Some people, when confronted with a problem, think “I know, I’ll use regular expressions.”
Now they have two problems.
−−Jamie Zawinski, in comp.emacs.xemacs
And it is true. Regular expressions, known as REs in short in Python, are a beast. They are powerful and difficult to handle, read, and maintain at the same time. It is tempting to use regular expressions to solve problems involving string parsing. However, it is pretty easy and just as likely to fall into the trap set by regular expressions.
I was reading the Python Regular Expression HOWTO this morning. I came across what is called ”Named groups”. I didn’t know Python’s re module (the regular expression engine) supported named groups. In regular expressions, if a part of the string that is matched against a pattern is desired to be extracted, then the part of the pattern that matches that substring is enclosed within the special metacharacters: “(“ and “)”. A pattern covered with these metacharacters is called a group. The name comes from the semantic nature of parenthesis to group together smaller expressions in mathematics.
In Perl, if one wants to extract the user and domain parts from a standardised e-mail address (I am not considering exceptions here), one could use the following RE:
my $email = ‘firstname.lastname@example.org’;
my ($user, $domain) = $email =~ m/([\w+.]+)@([\w+.]+)/;
That was a simple RE. There were only two groups to match. If there are more groups, they can be accessed using Perl’s special $1, $2, and so on variables which automatically contain the substrings matched by the grouped part of RE. One has to keep track of the numbers, plus, with REs exhibiting the naughty habit of getting pretty dirty real fast, it can go wrong in all sorts of ways. I can safely say I have been burned by that before: REs having more than ten groups, and I ending up getting confused by the group numbering. I am not sure if Perl has a cleaner workaround for this. I haven’t looked.

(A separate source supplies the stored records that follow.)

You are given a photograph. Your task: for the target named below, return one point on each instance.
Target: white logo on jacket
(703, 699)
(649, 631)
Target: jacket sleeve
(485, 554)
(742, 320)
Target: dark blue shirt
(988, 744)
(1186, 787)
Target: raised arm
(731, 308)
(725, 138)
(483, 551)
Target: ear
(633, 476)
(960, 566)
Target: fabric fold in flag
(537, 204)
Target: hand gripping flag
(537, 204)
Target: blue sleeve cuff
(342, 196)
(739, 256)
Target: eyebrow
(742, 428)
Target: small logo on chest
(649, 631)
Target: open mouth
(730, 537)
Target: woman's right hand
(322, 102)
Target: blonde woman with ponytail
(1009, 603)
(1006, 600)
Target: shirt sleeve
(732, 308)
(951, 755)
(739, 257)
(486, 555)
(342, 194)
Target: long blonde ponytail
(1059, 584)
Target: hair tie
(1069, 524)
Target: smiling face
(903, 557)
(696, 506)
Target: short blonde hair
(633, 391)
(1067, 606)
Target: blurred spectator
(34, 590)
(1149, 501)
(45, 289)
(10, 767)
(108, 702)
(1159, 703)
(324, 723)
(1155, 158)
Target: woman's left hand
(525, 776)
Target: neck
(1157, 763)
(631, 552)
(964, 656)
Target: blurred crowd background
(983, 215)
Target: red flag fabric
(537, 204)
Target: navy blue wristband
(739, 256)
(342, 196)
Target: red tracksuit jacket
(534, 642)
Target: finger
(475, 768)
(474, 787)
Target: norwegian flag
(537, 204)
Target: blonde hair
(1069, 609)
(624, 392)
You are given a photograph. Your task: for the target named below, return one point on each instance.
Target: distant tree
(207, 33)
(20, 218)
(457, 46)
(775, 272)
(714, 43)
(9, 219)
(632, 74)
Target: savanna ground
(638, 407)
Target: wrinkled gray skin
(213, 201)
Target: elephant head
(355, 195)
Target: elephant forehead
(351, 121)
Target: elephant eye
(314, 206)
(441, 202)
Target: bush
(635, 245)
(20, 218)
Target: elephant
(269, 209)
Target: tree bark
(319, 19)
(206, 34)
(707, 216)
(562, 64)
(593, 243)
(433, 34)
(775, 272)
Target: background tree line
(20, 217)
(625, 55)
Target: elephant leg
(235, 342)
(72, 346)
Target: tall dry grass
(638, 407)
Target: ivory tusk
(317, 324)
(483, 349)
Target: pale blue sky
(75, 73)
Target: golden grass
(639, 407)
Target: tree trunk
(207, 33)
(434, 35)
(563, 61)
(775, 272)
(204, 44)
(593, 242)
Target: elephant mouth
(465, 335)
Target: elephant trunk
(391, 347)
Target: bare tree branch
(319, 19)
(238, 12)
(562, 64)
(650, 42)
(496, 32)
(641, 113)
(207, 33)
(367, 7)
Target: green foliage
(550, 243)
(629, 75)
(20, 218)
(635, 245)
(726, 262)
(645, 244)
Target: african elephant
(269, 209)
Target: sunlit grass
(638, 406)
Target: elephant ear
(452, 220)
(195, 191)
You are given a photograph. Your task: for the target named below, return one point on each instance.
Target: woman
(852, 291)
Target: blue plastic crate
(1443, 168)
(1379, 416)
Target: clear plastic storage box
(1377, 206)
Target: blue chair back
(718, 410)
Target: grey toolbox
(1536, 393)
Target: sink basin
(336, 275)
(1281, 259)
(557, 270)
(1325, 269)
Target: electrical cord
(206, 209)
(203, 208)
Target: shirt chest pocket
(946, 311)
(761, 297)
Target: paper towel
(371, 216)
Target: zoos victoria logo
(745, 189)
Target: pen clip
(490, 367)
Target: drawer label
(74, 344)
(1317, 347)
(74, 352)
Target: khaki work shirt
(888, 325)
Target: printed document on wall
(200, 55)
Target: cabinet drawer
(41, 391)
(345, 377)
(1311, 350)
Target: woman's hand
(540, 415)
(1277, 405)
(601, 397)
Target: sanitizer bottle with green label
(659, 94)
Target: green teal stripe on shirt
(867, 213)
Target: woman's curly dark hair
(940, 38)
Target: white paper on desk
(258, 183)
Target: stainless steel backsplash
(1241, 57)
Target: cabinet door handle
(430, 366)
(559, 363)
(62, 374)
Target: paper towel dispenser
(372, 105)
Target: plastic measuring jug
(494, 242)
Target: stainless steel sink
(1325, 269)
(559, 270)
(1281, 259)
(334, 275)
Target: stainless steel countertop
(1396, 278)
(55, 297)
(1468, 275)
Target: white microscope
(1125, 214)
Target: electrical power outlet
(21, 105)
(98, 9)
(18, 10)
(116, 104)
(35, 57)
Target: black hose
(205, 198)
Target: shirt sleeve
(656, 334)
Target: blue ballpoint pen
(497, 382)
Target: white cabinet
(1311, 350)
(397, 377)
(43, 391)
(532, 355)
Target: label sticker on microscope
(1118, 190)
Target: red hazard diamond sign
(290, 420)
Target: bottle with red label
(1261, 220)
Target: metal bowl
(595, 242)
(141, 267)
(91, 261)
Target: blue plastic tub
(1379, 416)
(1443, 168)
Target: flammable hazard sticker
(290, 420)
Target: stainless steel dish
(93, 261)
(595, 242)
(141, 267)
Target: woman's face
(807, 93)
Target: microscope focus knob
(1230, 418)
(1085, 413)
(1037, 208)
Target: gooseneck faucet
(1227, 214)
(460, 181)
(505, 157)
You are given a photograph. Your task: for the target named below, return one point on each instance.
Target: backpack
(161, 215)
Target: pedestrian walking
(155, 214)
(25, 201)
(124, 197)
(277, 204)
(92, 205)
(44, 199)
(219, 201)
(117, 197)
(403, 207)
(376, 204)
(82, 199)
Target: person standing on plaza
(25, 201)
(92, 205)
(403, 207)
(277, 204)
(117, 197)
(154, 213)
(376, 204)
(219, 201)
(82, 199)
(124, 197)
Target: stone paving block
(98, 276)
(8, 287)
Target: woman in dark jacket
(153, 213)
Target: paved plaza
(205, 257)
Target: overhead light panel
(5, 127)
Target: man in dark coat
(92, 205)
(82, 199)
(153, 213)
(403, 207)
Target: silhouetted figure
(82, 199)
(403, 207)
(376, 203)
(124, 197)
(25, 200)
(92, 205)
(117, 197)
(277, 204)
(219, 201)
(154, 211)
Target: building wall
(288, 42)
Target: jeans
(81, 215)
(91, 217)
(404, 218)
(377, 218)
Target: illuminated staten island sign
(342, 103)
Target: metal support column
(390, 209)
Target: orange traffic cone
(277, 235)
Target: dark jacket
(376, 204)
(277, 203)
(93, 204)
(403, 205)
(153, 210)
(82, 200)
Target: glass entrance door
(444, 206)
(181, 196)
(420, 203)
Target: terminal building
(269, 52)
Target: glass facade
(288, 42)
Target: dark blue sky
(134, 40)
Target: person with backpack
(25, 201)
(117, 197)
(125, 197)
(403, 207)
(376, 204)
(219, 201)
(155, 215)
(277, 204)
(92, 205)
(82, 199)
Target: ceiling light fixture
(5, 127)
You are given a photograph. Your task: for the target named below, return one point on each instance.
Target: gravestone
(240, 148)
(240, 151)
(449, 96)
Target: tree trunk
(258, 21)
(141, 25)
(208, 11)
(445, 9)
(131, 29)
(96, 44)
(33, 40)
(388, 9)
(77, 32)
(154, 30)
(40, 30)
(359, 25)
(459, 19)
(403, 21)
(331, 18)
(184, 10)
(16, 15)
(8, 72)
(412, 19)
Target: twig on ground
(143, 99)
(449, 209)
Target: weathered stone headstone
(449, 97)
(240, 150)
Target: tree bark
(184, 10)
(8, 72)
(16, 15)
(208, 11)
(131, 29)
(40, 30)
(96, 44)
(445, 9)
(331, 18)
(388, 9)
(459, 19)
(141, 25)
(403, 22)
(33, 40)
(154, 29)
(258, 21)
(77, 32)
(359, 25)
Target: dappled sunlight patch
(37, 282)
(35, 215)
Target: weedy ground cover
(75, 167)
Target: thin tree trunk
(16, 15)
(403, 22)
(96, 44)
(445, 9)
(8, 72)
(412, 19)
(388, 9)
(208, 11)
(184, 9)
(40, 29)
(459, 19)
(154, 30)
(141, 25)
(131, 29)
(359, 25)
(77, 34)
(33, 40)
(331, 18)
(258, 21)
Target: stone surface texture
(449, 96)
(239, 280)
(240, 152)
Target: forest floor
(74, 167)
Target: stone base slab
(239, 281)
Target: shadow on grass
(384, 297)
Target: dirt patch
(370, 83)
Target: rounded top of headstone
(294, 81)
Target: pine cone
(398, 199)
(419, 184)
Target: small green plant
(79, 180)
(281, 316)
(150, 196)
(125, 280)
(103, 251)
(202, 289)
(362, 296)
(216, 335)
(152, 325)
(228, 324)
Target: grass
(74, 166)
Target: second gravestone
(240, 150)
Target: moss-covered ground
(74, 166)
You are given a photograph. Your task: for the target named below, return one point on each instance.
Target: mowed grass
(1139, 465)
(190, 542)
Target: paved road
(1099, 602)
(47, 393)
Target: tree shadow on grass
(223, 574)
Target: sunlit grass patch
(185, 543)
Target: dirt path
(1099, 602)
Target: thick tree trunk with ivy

Enter the world of the re module in Python. The re module is fascinating and fun to work with. Why? You’ll know when you’ll use it yourself: There are just too many good points to list down and too less space to do that in. I will, however, put light on one of the features of the re module that provides a convenient solution to the problem identified in the above paragraph (and it also happens to be the theme of this post, so I’d make no sense if I didn’t talk about it).
You already know what groups are, and you know that groups are accessed via numbers (remember $1, $2?). What has Python’s re module got that makes it so fascinating with respect to this particular problem? Named Groups. Yes. Named Groups: groups that can be accessed via names as well. Confusing, eh? A quick example will clear it all up.
pattern = re.compile(r'(?P<user>[\w+.]+)@(?P<domain>[\w+.]+)')
address = pattern.search('email@example.com')
user, domain = (address.group(‘user’), address.group(‘domain’))
Isn’t that simply convenient, intuitive, and beautiful?